— Впервые слышу, — говорит Сидролен.
— Каждый человек, — разъясняет Лали, — воображает про себя невесть что: и все, что он делает, — чудо, и что он из себя представляет — тоже чудо. Прямо пуп земли. А если еще позволить людям рассказывать сны, тогда вообще хоть караул кричи.
— Мои сны крайне интересны, — говорит Сидролен.
— Все так думают. Но доказать это невозможно, потому как их нельзя сравнить.
— Ну, мои!.. — говорит Сидролен. — Если бы я их записал, получился бы целый роман.
— А вам не кажется, что романов и так предостаточно?
— Не беспокойтесь, — говорит Сидролен, — я не принадлежу к труженикам пера.
— А я и не беспокоюсь, еще чего!
— Видите ли, — говорит Сидролен, — когда вы сказали, что нельзя рассказывать сны, я подумал, что это из-за психоанализа и психоаналитиков.
— Чего-чего?
— Психоанализ. Вы разве не знаете, что это такое?
— Нет.
— А я думал, вы получили образование.
— Ну нельзя же знать все! — отвечает Лали.
— Как это верно!
И поскольку Сидролен покончил с тунцовым филе, он осведомился о продолжении в следующих словах:
— Что же будет на второе?
— Банка печеночного паштета. Устраивает?
— Не хочу вас обидеть, — говорит Сидролен, — но сготовить такой обед и я бы сумел.
— Месье Альбер уверял меня, что вы человек сговорчивый, а вы только и делаете, что ворчите.
— Ба! — говорит Сидролен. — Нельзя уж и покритиковать слегка.
— Ладно, забудем это.
И она приносит банку печеночного паштета.
— Мне сесть? — спрашивает она.
— Конечно.
Сидролен молча и меланхолично намазывает на хлеб печеночный паштет.
— Ну так что ж это за штука? — спрашивает Лали. — Та, что со снами.
— Психоанализ?
— Вот-вот.
— И психоаналитики?
— Ну-ну.
— Значит, так, — говорит Сидролен, прилежно жуя свой сэндвич, — это такие люди, которые толкуют сны. Они копают глубоко и в конце концов докапываются до сути, эти самые люди. Ну а среди нас есть такие, что опасаются их и не хотят, чтобы до их сути кто-нибудь докопался, — вот они-то никогда и не рассказывают свои сны.

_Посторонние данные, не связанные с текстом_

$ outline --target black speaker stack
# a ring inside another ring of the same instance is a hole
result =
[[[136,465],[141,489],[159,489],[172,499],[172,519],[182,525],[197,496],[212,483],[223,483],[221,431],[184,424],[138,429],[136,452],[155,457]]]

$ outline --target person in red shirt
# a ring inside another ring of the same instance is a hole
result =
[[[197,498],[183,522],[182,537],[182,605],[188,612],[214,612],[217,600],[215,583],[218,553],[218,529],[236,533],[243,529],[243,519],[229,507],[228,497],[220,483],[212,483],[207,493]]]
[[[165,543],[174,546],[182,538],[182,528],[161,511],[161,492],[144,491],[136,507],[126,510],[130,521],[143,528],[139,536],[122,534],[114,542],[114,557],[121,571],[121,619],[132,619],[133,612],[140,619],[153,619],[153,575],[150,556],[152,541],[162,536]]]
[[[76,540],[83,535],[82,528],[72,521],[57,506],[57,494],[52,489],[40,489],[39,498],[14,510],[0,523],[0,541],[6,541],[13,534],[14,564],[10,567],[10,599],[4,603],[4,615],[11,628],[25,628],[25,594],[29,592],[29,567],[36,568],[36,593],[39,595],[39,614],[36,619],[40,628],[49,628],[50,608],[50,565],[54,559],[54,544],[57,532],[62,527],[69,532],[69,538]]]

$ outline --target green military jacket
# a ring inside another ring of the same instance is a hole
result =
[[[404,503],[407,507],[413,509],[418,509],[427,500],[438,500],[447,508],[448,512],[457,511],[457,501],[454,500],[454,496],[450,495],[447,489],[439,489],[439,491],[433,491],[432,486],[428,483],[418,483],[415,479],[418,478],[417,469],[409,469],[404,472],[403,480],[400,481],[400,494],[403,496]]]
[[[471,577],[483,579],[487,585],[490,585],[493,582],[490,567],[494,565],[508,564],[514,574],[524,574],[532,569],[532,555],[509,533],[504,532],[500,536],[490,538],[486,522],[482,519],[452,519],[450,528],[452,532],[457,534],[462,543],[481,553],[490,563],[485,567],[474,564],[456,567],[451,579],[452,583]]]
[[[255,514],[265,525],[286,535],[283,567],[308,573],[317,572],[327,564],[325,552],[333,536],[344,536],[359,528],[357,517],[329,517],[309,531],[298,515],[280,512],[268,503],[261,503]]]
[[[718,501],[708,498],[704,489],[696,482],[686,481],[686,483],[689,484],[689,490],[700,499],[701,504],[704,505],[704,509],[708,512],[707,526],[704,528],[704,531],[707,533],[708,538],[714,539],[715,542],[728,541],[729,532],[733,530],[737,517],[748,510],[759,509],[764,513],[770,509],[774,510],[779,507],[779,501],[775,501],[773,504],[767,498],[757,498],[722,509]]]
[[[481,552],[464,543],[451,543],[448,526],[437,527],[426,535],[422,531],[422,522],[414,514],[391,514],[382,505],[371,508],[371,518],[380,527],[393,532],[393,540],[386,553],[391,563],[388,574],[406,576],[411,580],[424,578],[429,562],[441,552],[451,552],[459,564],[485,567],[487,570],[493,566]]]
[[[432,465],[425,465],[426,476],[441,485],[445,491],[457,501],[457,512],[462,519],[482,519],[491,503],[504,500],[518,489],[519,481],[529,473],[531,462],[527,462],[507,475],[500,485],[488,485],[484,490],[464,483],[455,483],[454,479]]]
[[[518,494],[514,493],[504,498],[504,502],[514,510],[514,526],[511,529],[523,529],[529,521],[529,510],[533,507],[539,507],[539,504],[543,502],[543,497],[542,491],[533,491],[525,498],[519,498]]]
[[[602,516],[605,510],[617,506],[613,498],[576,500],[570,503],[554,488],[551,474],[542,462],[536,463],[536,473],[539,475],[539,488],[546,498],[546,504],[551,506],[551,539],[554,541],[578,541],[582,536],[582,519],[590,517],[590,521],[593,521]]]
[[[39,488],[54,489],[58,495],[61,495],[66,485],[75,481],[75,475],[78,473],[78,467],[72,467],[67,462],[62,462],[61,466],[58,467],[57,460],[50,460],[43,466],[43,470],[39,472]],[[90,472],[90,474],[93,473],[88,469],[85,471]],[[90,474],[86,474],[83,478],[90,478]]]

— Подумаешь, тоже мне потеря! — говорит Лали.
— Значит, вы решительно против?
— Против чего?
— Против того, чтобы рассказывать сны.
— Я уже сказала: на мой взгляд, это невоспитанно и даже как-то неприлично.
— Ладно, учту.
Сидролен приканчивает паштет, рассеянно поглядывая на другой берег, где какой-то рыболов, привязав лодку к колышку, готовит свою снасть; рядом сидит собака, она тоже смотрит на него.
— Вы рыбу ловите? — спрашивает Лали у Сидролена.
По справедливости ей следовало бы задать этот вопрос человеку с того берега, но тогда ей понадобился бы рупор.
— Нет, — отвечает Сидролен (а не рыболов с того берега, который, ясное дело, не слышал вопроса, а если бы услышал, то, конечно, ответил бы «да»). — Мне рыбная ловля не нравится. Я считаю, это жестокое занятие.
— А главное, глупое, — сидеть вот так вот сложа руки...
— Ну-с, что у нас на десерт к этому превосходному обеду?
— Кусочек сыра и остатки варенья.
— Прелестно! — заключает Сидролен.
Рыбак на том берегу закинул удочку в воду; он закуривает сигарету и дымит, отрешенно глядя вдаль. Собака, свернувшись калачиком, спит.
— Ну вот, скоро и сиеста моя начнется, — замечает Сидролен про себя.
Лали приносит завершение превосходного обеда и садится — на сей раз по собственной инициативе.
— Итак, Шехерезада, — говорит Сидролен, усиленно жуя прогоркший сыр и предчувствуя, что варенье наверняка окажется заплесневелым, — вы не хотите порассказать мне какие-нибудь историйки?
— Правдивые или придуманные?
— Бойтесь придуманных историй! Они обнаруживают вашу сокровенную суть. Совсем как сны. Придуманные истории и правдивые сны — почти одно и то же.
— Правдивые истории так же прекрасно обнаруживают вашу суть, вы не находите?
— Тогда, может, расскажете историю о ком-нибудь другом?
— С чего это я стану ее рассказывать, если она меня не интересует? А если интересует, то, значит, она как будто про меня.
— Стало быть, ничего не желаете рассказывать?
— Да не знаю я! Какой же вы настырный, ей-богу, — ни капельки не похожи на то, как вас описывал месье Альбер, — такой, мол, солидный отец семейства, совсем не занудный и не вредный.